積水化学工業(大阪市)住宅カンパニーはこのほど、高齢者向け事業の協業先であるアグリマス(東京都大田区)の認知症対策事業に参画し、『話食動眠(わしょくどうみん)』(コミュニケーション、食事、運動、睡眠)の考え方に基づく「認知症の早期発見、重症化予防プロジェクト」を実施した。
同社グループ会社が運営するサービス付き高齢者住宅とデイサービスセンターにおいて約5か月間、自立から要支援の客を対象に運動とコミュニケーションを中心としたプログラムを提供し、心身への効果測定やプログラム終了後のヒアリングを行って効果を確認したもの。
MMSE(認知機能検査)、脳活バランサーの2つの手法で「認知機能」、認知症の超早期発見チェックシートQ−ESDの手法で「生活機能」の測定を行ったところ、MMSEでは14名(対象19名)、脳活バランサーでは11名(対象21名)、Q−ESDでは9名(対象12名)にプログラム前後で各機能の維持・向上がみられた。
また、歩数とQ−ESDの相関を見ると、Q−ESDのスコアが低かった人ほど日常生活の歩数が多く(生活機能が高いほどQ−ESDのスコアは低い)、アグリマス社が配信する「健幸TV」による体操プログラムに参加する回数が多かった。

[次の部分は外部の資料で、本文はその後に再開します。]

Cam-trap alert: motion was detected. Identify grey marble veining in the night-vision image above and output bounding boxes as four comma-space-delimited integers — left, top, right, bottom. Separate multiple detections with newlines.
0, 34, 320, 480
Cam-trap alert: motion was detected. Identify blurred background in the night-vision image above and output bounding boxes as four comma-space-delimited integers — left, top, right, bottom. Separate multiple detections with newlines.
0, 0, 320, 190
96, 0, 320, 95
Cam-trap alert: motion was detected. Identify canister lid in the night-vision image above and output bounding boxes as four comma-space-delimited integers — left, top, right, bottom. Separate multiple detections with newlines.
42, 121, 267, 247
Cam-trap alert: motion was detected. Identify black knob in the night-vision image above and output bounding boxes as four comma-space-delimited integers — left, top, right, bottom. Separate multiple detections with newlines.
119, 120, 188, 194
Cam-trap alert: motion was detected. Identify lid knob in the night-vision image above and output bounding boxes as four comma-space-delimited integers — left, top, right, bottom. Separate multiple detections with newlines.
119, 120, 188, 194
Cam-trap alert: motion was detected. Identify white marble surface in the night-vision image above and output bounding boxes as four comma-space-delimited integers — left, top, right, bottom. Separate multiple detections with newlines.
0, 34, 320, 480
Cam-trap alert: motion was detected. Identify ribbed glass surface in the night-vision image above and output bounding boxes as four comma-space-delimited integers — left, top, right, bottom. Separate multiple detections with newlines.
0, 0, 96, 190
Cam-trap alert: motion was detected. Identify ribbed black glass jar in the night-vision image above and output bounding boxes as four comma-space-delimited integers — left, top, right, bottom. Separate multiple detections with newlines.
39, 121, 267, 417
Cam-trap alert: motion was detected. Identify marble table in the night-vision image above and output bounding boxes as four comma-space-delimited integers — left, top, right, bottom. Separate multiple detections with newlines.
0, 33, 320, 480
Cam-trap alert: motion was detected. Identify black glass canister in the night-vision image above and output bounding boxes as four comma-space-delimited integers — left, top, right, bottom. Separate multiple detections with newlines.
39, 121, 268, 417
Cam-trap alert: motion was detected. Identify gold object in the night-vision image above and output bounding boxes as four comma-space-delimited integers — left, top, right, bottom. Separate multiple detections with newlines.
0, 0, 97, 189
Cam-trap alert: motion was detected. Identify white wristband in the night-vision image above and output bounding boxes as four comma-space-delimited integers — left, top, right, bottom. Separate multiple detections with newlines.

さらに、歩数が多い人は良質な睡眠が確保できており、Q−ESDのスコアも低く、生活機能と認知機能が高い事例も確認された。
意欲や生活習慣等に関するヒアリングでは、『話食動眠』に基づいた生活習慣が認知機能と生活機能の維持・向上に寄与することや、サ高住のような適度な距離感での共同生活が生活習慣や意欲にも様々な効果をもたらすことが分かった。また、高齢者が気軽に安心して通うことができ、運動を行い、他者との関わりを持てる「場所づくり」が、本人の「意欲」の醸成につながり、認知症予防に効果的であることが確認された。